# Intro

The most common measure of effectiveness of online ads is the **click-through rate (CTR)**, which is the ratio of clicks on a specific ad to its total number of views. The higher the CTR rate, the better targeted an ad is, and the more successful an online advertising campaign is.

# Imports

In [23]:
import gzip
import random
import numpy as np
import pandas as pd
import xgboost as xgb

from sklearn.preprocessing import OneHotEncoder, LabelEncoder
from sklearn.tree import DecisionTreeClassifier
from sklearn.model_selection import GridSearchCV
from sklearn.metrics import roc_auc_score
from sklearn.ensemble import RandomForestClassifier

# Data

We will use the dataset from a Kaggle machine learning competition, Click-Through Rate Prediction (https://www.kaggle.com/c/avazu-ctr-prediction). The dataset can be downloaded from https://www.kaggle.com/c/avazu-ctr-prediction/data.

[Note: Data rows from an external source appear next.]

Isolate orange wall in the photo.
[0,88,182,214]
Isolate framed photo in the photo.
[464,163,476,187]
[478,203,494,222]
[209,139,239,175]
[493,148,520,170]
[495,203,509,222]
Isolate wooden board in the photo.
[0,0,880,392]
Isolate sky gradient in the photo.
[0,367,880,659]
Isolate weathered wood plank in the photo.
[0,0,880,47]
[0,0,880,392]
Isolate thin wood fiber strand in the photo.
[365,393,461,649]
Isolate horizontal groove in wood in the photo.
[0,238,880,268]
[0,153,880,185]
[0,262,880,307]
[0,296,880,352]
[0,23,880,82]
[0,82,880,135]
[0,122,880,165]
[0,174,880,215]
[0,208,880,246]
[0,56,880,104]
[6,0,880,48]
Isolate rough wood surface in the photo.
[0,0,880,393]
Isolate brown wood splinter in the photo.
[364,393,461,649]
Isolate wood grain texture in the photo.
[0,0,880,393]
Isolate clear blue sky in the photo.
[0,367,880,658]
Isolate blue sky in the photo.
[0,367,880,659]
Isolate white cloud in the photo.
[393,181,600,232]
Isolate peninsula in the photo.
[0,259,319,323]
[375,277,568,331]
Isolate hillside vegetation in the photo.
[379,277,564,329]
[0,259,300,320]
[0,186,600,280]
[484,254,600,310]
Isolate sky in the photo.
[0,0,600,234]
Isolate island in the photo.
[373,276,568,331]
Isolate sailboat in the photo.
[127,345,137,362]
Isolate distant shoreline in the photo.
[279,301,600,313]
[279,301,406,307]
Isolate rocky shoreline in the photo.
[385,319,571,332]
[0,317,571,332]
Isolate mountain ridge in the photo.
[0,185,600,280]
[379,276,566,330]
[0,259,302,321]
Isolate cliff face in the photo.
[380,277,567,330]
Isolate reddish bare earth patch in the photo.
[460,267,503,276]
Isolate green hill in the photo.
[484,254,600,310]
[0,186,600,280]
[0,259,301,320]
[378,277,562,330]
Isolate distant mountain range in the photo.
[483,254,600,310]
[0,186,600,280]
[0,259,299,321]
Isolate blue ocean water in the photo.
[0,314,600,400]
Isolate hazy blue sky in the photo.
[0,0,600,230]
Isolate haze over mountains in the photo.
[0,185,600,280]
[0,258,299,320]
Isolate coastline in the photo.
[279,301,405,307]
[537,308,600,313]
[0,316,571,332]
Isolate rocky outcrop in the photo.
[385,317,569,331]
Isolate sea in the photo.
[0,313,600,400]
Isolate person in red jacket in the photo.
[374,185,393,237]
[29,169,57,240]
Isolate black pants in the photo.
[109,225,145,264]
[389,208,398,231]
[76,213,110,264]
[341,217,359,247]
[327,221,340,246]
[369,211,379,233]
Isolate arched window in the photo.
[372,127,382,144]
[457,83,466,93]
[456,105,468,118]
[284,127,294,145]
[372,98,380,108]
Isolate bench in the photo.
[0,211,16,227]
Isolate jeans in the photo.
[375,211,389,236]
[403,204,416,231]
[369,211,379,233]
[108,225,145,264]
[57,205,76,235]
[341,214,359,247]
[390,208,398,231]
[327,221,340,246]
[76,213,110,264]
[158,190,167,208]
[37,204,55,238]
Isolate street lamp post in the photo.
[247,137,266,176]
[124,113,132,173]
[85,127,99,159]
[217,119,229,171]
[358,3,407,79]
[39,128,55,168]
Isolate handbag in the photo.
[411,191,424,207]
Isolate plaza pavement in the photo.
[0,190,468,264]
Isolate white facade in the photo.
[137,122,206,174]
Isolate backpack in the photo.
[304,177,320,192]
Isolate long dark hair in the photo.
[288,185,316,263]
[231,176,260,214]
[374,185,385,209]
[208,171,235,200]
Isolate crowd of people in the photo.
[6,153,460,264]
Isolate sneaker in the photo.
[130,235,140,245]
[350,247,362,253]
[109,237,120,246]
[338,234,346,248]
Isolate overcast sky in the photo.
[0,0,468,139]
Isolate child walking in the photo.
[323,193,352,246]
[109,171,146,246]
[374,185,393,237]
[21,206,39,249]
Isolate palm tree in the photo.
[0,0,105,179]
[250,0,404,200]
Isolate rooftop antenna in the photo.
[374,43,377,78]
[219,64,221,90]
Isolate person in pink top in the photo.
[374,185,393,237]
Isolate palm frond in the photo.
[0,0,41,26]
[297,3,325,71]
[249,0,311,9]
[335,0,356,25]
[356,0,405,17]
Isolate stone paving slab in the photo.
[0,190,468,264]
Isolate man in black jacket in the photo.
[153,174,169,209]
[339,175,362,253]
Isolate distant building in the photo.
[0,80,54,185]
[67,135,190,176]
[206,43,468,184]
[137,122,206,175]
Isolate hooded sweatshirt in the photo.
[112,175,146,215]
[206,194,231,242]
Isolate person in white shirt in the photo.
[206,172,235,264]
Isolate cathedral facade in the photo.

Only the `train.gz` file contains labeled samples, so we only need to download this and unzip it (it will take a while). We will first focus on only the first 300,000 samples from the train file unzipped from `train.gz`.

In [2]:
n_rows = 300000
with gzip.open('datasets/avazu-ctr-prediction/train.gz') as f:
    df = pd.read_csv(f, nrows=n_rows)

In [3]:
df.head(5)

Unnamed: 0,id,click,hour,C1,banner_pos,site_id,site_domain,site_category,app_id,app_domain,...,device_type,device_conn_type,C14,C15,C16,C17,C18,C19,C20,C21
0,1.000009e+18,0,14102100,1005,0,1fbe01fe,f3845767,28905ebd,ecad2386,7801e8d9,...,1,2,15706,320,50,1722,0,35,-1,79
1,1.000017e+19,0,14102100,1005,0,1fbe01fe,f3845767,28905ebd,ecad2386,7801e8d9,...,1,0,15704,320,50,1722,0,35,100084,79
2,1.000037e+19,0,14102100,1005,0,1fbe01fe,f3845767,28905ebd,ecad2386,7801e8d9,...,1,0,15704,320,50,1722,0,35,100084,79
3,1.000064e+19,0,14102100,1005,0,1fbe01fe,f3845767,28905ebd,ecad2386,7801e8d9,...,1,0,15706,320,50,1722,0,35,100084,79
4,1.000068e+19,0,14102100,1005,1,fe8cc448,9166c161,0569f928,ecad2386,7801e8d9,...,1,0,18993,320,50,2161,0,35,-1,157


Note the anonymized and hashed values. They are categorical features, and each possible value of them corresponds to a real and meaningful value, but it is presented this way due to privacy policy. 

In [4]:
# the target variable is the click column:
Y = df['click'].values

In [5]:
# drop irrelevant columns
X = df.drop(['click', 'id', 'hour', 'device_id', 'device_ip'], axis=1).values

The samples are in chronological order, as indicated in the `hour` field. Obviously, we cannot use future samples to predict the past ones. Hence, we take the first 90% as training samples and the rest as testing samples:

In [6]:
n_train = int(n_rows * 0.9)
X_train, Y_train = X[:n_train], Y[:n_train]
X_test, Y_test = X[n_train:], Y[n_train:]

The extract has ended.